E-Clips, Sept. 15-17
Top stories from Sept. 15-17, 2007: Chronicle of Higher Education details problems of science grads finding jobs, with the UO's Stephen Hsu highlighted; faces to know on UO campus; and UO faculty member is mentioned in story on Alabama's integration fight.
1. The Real Science Crisis: Bleak Prospects for Young Researcher (The Chronicle of Higher Education): It is the best of times and worst of times to start a science career in the United States. Researchers today have access to powerful new tools and techniques -- such as rapid gene sequencers and giant telescopes -- that have accelerated the pace of discovery beyond the imagination of previous generations. But for many of today's graduate students, the future could not look much bleaker. They see long periods of training, a shortage of academic jobs, and intense competition for research grants looming ahead of them. "They get a sense that this is a really frustrating career path," says Thomas R. Insel, director of the National Institute of Mental Health. So although the operating assumption among many academic leaders is that the nation needs more scientists, some of brightest students in the country are demoralized and bypassing scientific careers. … Stephen D.H. Hsu is just the type of scientist America hopes to produce. A professor of physics at the University of Oregon, Mr. Hsu is at the forefront of scholarship on dark energy and quantum chromodynamics. At the same time, he has founded two successful software companies -- one of which was bought for $26-million by Symantec -- that provide the sorts of jobs and products that the nation's economy needs to thrive.)

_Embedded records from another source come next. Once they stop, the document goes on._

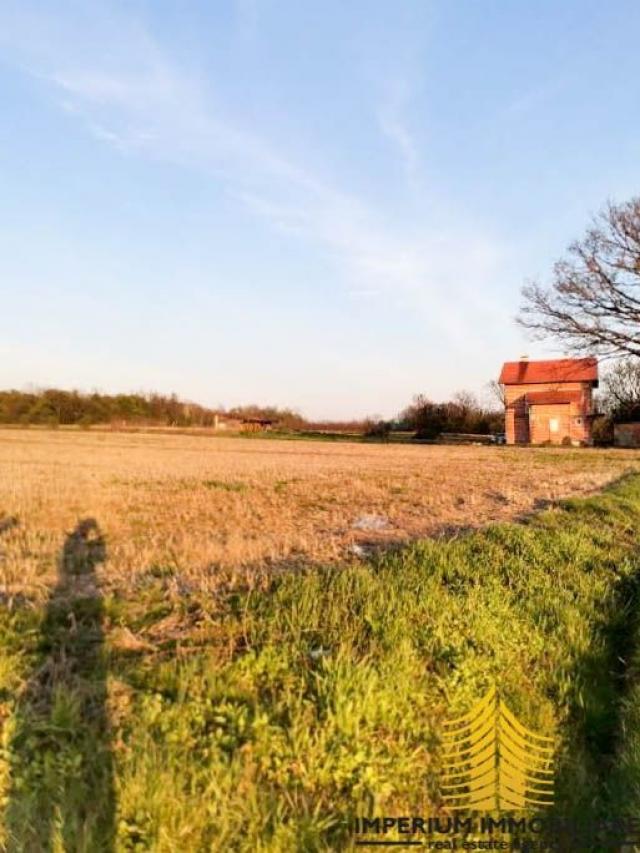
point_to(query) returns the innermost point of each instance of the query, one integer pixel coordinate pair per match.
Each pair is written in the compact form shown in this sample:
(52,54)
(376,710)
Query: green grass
(267,718)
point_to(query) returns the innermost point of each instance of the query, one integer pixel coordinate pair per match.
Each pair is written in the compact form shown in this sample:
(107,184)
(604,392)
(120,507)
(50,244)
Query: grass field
(192,657)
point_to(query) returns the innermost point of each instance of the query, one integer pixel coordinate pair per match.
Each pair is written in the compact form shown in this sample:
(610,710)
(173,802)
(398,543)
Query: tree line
(57,407)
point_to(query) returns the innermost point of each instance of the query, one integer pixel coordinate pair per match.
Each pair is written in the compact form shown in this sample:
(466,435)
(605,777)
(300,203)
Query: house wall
(626,435)
(521,428)
(543,418)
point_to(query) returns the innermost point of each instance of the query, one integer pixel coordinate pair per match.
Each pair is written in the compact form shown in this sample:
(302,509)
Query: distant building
(549,401)
(626,435)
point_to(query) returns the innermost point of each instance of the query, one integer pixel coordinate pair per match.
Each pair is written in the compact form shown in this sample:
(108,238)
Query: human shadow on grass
(61,795)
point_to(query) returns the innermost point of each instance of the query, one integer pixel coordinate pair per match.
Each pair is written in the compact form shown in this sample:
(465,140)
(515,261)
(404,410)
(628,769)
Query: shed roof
(554,370)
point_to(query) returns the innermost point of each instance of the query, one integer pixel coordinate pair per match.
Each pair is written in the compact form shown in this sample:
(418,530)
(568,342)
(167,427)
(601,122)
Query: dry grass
(212,505)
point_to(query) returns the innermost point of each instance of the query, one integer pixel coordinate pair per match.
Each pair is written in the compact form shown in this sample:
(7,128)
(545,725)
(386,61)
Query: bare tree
(496,392)
(593,303)
(622,388)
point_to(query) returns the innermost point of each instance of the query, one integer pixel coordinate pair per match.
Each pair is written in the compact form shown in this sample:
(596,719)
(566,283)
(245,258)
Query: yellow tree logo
(492,762)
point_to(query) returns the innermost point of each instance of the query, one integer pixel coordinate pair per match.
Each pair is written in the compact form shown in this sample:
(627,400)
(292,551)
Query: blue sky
(325,205)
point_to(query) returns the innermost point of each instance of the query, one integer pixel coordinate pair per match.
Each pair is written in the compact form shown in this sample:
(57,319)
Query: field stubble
(212,508)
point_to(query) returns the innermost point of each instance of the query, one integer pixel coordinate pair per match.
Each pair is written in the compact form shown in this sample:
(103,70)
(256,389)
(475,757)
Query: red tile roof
(555,370)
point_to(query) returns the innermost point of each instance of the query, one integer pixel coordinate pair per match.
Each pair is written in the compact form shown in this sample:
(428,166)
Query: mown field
(194,656)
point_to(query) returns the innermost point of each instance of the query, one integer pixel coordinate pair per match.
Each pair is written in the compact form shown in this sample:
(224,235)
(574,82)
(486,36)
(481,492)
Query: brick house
(549,401)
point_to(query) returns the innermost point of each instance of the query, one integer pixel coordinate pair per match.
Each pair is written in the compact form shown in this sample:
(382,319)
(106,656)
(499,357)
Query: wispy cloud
(132,95)
(392,120)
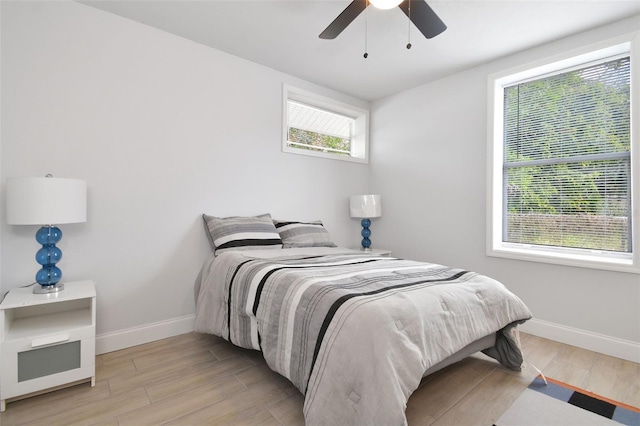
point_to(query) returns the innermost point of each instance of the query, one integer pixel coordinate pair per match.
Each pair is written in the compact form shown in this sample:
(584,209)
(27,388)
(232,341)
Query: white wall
(429,164)
(162,129)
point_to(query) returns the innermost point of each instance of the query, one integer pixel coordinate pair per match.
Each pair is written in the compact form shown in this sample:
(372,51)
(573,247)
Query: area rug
(558,403)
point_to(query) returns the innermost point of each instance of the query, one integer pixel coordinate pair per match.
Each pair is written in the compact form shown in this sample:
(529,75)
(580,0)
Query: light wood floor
(196,379)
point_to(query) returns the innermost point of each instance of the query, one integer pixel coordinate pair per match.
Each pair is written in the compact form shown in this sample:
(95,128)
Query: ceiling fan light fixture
(385,4)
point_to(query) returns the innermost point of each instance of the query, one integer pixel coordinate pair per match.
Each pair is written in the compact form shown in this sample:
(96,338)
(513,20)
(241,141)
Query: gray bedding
(355,333)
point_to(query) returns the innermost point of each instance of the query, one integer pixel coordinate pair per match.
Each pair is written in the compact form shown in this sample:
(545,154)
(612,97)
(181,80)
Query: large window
(561,154)
(323,127)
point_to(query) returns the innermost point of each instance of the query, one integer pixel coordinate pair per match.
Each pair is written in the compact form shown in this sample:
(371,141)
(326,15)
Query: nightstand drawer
(48,366)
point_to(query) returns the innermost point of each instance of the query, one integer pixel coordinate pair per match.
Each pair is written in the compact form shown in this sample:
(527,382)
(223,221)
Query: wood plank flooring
(195,379)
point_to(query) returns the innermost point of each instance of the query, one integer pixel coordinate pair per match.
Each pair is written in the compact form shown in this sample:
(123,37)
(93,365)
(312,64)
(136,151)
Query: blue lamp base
(366,233)
(49,275)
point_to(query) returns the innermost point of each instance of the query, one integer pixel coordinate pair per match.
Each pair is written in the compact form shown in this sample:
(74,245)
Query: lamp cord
(409,25)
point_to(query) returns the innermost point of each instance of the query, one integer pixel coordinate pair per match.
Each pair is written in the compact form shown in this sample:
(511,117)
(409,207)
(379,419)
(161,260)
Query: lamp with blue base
(46,200)
(365,207)
(49,275)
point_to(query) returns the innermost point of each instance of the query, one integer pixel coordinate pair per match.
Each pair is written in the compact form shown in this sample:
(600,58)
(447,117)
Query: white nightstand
(47,340)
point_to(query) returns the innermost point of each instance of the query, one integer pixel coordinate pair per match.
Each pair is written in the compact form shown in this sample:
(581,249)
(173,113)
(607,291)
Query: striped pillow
(303,234)
(241,233)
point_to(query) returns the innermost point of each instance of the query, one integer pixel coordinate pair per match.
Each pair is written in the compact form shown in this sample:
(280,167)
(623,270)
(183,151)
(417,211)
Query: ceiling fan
(418,11)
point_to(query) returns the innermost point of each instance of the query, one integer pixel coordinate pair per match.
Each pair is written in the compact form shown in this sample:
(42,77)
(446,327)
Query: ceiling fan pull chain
(409,26)
(366,22)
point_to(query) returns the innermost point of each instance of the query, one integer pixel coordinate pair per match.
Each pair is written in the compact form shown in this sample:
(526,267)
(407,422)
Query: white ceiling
(284,35)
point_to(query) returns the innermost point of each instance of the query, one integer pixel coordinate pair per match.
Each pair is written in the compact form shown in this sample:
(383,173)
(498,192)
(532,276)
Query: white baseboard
(110,342)
(607,345)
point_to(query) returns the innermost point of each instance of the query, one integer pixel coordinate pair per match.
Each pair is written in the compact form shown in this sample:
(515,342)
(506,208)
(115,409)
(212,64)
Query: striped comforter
(355,333)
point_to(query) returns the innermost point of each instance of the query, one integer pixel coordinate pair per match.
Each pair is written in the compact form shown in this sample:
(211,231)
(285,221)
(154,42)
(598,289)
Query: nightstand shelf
(46,340)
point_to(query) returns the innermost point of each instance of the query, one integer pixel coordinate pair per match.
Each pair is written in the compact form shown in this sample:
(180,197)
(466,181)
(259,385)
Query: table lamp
(365,207)
(46,201)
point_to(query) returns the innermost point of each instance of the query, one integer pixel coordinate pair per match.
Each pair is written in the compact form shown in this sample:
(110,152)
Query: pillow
(303,234)
(241,233)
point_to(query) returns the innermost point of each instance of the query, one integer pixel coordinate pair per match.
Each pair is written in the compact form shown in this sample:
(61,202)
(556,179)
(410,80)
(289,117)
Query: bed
(354,332)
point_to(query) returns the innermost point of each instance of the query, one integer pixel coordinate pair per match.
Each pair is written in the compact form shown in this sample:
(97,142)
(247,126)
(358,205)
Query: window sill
(593,260)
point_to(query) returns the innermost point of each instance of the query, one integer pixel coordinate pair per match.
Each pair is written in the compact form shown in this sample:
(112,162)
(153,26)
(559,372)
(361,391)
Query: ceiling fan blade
(351,12)
(423,17)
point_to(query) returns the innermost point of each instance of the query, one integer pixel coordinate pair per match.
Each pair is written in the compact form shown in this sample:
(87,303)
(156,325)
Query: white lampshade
(385,4)
(365,206)
(46,201)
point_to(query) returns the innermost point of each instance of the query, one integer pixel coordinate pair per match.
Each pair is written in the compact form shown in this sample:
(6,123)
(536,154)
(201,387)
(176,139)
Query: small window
(561,162)
(319,126)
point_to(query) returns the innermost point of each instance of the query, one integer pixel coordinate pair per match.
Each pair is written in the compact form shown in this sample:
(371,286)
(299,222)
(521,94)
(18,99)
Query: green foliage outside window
(567,143)
(305,139)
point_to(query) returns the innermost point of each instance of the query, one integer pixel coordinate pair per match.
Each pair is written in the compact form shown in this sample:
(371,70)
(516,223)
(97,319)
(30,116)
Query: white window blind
(567,162)
(317,129)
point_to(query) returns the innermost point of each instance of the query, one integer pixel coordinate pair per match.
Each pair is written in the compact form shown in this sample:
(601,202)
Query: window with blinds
(563,181)
(567,161)
(316,129)
(321,126)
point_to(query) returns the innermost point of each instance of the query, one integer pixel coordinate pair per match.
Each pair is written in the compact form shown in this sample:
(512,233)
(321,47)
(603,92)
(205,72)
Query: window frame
(624,45)
(360,138)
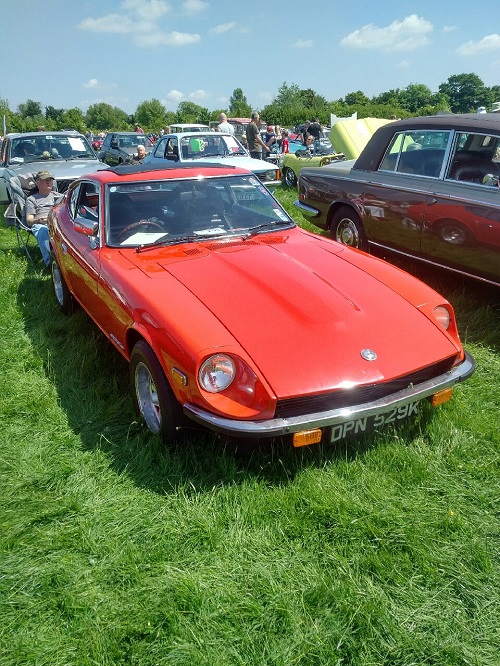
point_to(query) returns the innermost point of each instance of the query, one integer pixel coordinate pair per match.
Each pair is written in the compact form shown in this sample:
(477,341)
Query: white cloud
(303,44)
(139,19)
(111,23)
(198,95)
(158,38)
(150,10)
(96,84)
(405,35)
(485,45)
(223,27)
(194,6)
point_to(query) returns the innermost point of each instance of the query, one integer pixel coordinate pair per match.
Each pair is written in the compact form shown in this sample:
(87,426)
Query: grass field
(114,550)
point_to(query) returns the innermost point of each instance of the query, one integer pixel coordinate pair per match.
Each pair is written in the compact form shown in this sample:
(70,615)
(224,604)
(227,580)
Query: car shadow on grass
(92,385)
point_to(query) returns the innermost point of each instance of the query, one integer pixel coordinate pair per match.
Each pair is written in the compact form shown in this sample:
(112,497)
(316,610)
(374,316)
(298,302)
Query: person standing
(223,125)
(316,129)
(139,155)
(254,140)
(285,143)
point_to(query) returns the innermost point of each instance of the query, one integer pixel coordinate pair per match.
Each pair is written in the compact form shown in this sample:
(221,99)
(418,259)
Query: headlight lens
(217,373)
(442,316)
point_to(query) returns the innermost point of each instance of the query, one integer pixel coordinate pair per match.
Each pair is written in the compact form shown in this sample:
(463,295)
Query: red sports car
(235,319)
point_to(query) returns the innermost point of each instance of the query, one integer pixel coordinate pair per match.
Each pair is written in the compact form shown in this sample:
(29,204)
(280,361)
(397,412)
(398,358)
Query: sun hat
(44,175)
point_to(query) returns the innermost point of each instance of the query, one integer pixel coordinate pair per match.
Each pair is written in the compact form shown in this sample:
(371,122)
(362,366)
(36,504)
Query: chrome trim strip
(277,427)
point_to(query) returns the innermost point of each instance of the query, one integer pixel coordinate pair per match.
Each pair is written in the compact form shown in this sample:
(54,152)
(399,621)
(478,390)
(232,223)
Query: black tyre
(346,228)
(289,177)
(153,397)
(62,293)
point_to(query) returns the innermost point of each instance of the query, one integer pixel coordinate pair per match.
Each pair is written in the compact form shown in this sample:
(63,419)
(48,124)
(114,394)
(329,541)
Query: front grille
(357,396)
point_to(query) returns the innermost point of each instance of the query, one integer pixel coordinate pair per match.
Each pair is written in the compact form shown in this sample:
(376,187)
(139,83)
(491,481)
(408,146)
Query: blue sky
(74,53)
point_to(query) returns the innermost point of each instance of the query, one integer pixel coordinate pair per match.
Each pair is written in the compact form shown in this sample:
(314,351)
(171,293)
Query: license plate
(367,423)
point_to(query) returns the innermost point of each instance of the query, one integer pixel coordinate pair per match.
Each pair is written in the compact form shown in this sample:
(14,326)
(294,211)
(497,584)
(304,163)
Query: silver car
(215,147)
(67,155)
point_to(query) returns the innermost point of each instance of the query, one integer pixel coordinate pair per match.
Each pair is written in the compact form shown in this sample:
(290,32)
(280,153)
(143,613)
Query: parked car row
(190,266)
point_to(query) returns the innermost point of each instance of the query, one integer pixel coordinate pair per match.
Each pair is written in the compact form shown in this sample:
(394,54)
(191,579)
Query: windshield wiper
(265,226)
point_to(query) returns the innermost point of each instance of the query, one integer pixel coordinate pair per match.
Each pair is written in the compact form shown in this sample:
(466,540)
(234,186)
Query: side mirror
(86,227)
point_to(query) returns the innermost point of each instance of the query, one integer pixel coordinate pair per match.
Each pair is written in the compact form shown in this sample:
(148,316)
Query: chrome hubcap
(147,397)
(57,282)
(347,233)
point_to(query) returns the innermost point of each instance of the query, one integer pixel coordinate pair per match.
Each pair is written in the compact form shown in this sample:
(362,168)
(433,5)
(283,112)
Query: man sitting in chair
(37,210)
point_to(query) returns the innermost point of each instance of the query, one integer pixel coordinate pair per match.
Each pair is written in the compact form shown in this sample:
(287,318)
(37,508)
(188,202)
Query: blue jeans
(41,233)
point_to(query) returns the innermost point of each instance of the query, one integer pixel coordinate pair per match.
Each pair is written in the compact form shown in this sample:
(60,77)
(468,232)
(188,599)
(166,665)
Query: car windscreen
(212,144)
(190,210)
(49,147)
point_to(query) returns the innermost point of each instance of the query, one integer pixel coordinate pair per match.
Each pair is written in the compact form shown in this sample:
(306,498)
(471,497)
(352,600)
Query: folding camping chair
(20,187)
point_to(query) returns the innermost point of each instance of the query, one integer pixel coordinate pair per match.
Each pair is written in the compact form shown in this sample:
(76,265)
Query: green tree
(103,116)
(73,119)
(238,105)
(356,98)
(151,115)
(464,92)
(189,112)
(30,109)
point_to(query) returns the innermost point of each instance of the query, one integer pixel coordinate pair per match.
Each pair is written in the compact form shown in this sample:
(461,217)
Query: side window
(420,153)
(473,159)
(73,202)
(160,147)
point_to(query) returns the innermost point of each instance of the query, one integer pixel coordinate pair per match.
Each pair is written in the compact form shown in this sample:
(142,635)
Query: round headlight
(442,316)
(217,373)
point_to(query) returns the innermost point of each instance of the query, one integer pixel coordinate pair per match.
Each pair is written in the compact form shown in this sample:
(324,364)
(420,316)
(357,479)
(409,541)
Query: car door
(462,228)
(78,252)
(395,196)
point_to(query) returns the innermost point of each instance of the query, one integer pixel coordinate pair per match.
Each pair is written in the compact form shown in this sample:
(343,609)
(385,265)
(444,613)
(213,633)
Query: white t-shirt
(226,128)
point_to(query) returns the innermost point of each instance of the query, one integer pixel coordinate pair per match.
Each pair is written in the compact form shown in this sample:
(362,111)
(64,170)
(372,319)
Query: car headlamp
(442,316)
(217,373)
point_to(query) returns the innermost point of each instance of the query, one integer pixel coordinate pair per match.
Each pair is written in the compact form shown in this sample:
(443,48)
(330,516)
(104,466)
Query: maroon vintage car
(235,319)
(426,187)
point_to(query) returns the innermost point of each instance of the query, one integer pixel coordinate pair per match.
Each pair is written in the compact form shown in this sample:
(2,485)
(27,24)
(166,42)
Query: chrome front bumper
(284,426)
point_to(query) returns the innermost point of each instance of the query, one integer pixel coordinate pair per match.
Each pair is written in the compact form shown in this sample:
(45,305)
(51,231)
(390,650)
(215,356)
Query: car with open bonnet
(236,320)
(67,155)
(216,147)
(424,187)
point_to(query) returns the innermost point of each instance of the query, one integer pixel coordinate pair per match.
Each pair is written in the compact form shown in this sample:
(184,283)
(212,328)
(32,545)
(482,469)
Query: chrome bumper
(279,426)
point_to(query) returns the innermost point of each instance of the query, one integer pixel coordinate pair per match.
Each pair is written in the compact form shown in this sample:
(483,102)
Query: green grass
(116,550)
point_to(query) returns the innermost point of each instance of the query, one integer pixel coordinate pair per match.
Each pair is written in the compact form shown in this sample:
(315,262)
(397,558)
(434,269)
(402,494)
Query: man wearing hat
(37,210)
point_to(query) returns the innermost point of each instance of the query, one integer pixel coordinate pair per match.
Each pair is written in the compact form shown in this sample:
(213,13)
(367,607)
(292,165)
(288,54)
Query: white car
(213,147)
(67,155)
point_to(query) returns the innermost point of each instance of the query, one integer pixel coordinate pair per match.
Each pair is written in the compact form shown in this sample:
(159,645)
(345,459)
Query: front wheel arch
(62,293)
(346,228)
(152,395)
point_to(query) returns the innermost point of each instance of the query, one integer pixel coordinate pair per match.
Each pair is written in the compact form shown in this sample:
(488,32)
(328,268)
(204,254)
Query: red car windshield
(171,211)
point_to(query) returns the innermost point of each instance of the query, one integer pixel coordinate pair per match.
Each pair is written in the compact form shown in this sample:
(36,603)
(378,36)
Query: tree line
(461,93)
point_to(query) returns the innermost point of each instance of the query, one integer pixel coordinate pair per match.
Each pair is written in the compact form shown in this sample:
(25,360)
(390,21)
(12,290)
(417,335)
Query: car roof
(195,135)
(473,121)
(16,135)
(140,172)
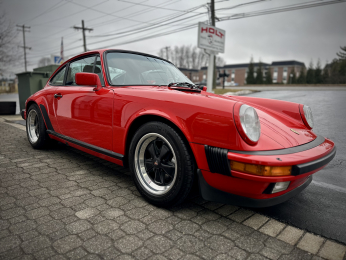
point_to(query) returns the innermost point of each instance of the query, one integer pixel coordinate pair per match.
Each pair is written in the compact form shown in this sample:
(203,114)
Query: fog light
(280,186)
(261,170)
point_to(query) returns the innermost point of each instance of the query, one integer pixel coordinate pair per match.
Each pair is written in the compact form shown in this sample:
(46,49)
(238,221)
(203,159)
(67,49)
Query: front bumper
(212,194)
(249,190)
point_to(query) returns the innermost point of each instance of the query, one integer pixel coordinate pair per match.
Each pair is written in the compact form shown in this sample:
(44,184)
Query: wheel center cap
(156,163)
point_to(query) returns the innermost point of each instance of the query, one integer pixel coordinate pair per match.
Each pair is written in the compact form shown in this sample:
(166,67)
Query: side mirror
(88,79)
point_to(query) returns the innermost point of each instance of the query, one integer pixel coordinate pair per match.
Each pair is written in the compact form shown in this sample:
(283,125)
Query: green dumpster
(32,81)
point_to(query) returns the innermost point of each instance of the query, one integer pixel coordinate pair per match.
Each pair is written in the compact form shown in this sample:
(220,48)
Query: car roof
(116,50)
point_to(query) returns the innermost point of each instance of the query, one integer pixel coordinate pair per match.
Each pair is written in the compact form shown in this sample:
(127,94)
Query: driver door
(81,112)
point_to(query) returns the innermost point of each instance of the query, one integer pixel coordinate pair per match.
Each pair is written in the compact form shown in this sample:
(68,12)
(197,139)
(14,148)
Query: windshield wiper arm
(182,84)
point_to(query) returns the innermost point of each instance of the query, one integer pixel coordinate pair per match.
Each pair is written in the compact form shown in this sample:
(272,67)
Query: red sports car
(140,111)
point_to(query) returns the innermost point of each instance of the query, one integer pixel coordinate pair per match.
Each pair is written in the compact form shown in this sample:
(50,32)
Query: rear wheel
(35,128)
(161,165)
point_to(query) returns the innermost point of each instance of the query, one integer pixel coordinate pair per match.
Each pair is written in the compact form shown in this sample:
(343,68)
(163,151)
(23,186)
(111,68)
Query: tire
(35,128)
(161,164)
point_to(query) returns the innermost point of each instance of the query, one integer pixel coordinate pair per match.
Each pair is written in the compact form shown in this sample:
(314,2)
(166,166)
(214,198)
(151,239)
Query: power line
(110,14)
(237,16)
(69,15)
(47,11)
(136,13)
(279,10)
(156,7)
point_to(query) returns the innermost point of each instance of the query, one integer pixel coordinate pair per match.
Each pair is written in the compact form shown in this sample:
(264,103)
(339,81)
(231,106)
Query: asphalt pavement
(321,207)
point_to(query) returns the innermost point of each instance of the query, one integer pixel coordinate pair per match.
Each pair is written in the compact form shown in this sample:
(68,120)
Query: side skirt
(88,146)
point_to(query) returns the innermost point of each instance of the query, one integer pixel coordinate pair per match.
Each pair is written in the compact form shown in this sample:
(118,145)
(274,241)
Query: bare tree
(44,62)
(8,45)
(190,57)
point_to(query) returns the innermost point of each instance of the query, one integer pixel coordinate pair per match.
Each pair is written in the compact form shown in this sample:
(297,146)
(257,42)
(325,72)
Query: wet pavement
(60,203)
(321,207)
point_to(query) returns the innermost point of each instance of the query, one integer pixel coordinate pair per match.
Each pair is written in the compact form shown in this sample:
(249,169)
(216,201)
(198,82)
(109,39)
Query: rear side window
(82,65)
(58,79)
(98,70)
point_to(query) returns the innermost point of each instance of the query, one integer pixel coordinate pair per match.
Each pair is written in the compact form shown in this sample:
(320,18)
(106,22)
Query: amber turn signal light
(261,170)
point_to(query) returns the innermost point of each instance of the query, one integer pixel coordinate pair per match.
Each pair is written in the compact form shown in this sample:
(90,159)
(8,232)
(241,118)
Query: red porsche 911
(140,111)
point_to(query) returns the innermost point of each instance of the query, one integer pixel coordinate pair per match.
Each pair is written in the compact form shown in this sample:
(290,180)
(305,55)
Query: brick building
(280,72)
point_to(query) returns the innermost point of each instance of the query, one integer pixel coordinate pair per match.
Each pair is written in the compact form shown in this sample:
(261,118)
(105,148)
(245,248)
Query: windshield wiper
(183,84)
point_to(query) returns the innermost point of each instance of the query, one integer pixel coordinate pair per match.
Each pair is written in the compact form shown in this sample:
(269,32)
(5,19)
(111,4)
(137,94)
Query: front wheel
(161,164)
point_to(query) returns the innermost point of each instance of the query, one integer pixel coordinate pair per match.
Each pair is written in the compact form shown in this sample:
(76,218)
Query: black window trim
(130,52)
(80,58)
(56,73)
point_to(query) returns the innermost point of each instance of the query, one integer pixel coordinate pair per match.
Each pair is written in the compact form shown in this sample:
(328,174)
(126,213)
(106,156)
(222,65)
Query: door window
(58,79)
(82,65)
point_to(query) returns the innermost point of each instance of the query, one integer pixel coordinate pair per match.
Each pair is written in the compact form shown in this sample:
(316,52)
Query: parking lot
(321,208)
(60,203)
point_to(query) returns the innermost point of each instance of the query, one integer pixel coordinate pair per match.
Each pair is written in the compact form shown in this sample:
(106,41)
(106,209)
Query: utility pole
(211,67)
(167,48)
(22,28)
(83,28)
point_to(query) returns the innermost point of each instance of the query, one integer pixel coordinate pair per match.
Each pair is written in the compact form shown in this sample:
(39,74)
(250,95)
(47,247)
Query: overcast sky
(296,35)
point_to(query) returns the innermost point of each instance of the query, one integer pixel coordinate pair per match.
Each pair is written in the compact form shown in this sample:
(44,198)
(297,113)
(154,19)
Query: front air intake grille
(217,160)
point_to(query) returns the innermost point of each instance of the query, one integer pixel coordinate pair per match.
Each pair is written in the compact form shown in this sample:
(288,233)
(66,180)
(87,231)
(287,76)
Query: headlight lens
(308,116)
(250,122)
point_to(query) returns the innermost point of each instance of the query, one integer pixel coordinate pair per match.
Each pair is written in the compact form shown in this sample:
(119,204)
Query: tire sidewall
(42,128)
(171,136)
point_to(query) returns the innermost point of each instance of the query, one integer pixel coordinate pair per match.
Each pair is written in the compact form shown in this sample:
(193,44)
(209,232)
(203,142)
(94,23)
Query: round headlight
(250,122)
(308,116)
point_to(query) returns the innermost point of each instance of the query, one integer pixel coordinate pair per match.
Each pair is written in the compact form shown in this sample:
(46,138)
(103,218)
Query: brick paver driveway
(60,203)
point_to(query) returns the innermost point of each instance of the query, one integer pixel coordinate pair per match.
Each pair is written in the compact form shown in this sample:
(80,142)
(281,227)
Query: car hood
(281,122)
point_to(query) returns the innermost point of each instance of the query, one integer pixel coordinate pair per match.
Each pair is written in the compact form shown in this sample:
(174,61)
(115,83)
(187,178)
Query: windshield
(134,69)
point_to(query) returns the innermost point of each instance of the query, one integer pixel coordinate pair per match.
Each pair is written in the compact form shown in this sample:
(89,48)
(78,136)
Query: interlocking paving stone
(78,226)
(60,203)
(189,244)
(333,251)
(290,235)
(128,244)
(158,244)
(87,213)
(97,244)
(310,243)
(272,228)
(256,221)
(66,244)
(241,215)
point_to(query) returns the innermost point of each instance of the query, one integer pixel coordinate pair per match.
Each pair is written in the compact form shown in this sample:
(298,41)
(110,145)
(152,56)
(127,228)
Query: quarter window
(58,79)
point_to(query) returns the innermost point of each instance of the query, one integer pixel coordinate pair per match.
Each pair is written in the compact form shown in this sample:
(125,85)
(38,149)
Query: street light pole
(83,28)
(211,65)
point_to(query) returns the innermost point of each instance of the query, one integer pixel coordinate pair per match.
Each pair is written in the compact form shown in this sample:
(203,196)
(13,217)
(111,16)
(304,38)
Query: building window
(275,75)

2. Faces to know on campus (The Oregon Daily Emerald): Dave Frohnmayer has been the University president since 1994. He has served as Oregon's attorney general, dean of the School of Law, and been a member of the Oregon House of Representatives, according to an online biography. He completed his undergraduate studies at Harvard University, his study of law at the University of California, Berkeley and was a Rhodes Scholar at the University of Oxford. Born in Medford, Frohnmayer is the first native Oregonian to be president of a large research university in the state. In the 1970s Frohnmayer was a professor at the law school and was elected to the Oregon House three times. In 1980, '84 and '88 he was elected the state's attorney general. In that position, he argued and won six of seven cases before the United States Supreme Court. In 1990, Frohnmayer ran for governor and lost to Democratic candidate Barbara Roberts. ... Robin Holmes became vice president of student affairs this year. Holmes oversees the Career Center, the Counseling and Testing Center, the Office of the Dean of Students, the EMU, the University Health Center, University Housing, the Department of Physical Education and Recreation and the Office of Student Life, according to an online biography.
3. Alabama plan brings out cry of resegregation (The New York Times, and appearing in the Register-Guard and The Houston Chronicle): After white parents in this racially mixed city complained about school overcrowding, school authorities set out to draw up a sweeping rezoning plan. The results: all but a handful of the hundreds of students required to move this fall were black - and many were sent to virtually all-black, low-performing schools. Black parents have been battling the rezoning for weeks, calling it resegregation. And in a new twist for an integration fight, they are wielding an unusual weapon: the federal No Child Left Behind law, which gives students in schools deemed failing the right to move to better ones. "We're talking about moving children from good schools into low-performing ones, and that's illegal," said Kendra Williams, a hospital receptionist, whose two children were rezoned. "And it's all about race. It's as clear as daylight." … Others see the matter differently. Gerald Rosiek, an education professor at the University of Alabama, studied the Tuscaloosa school district's recent evolution. "This is a case study in resegregation," said Dr.Rosiek, now at the University of Oregon.)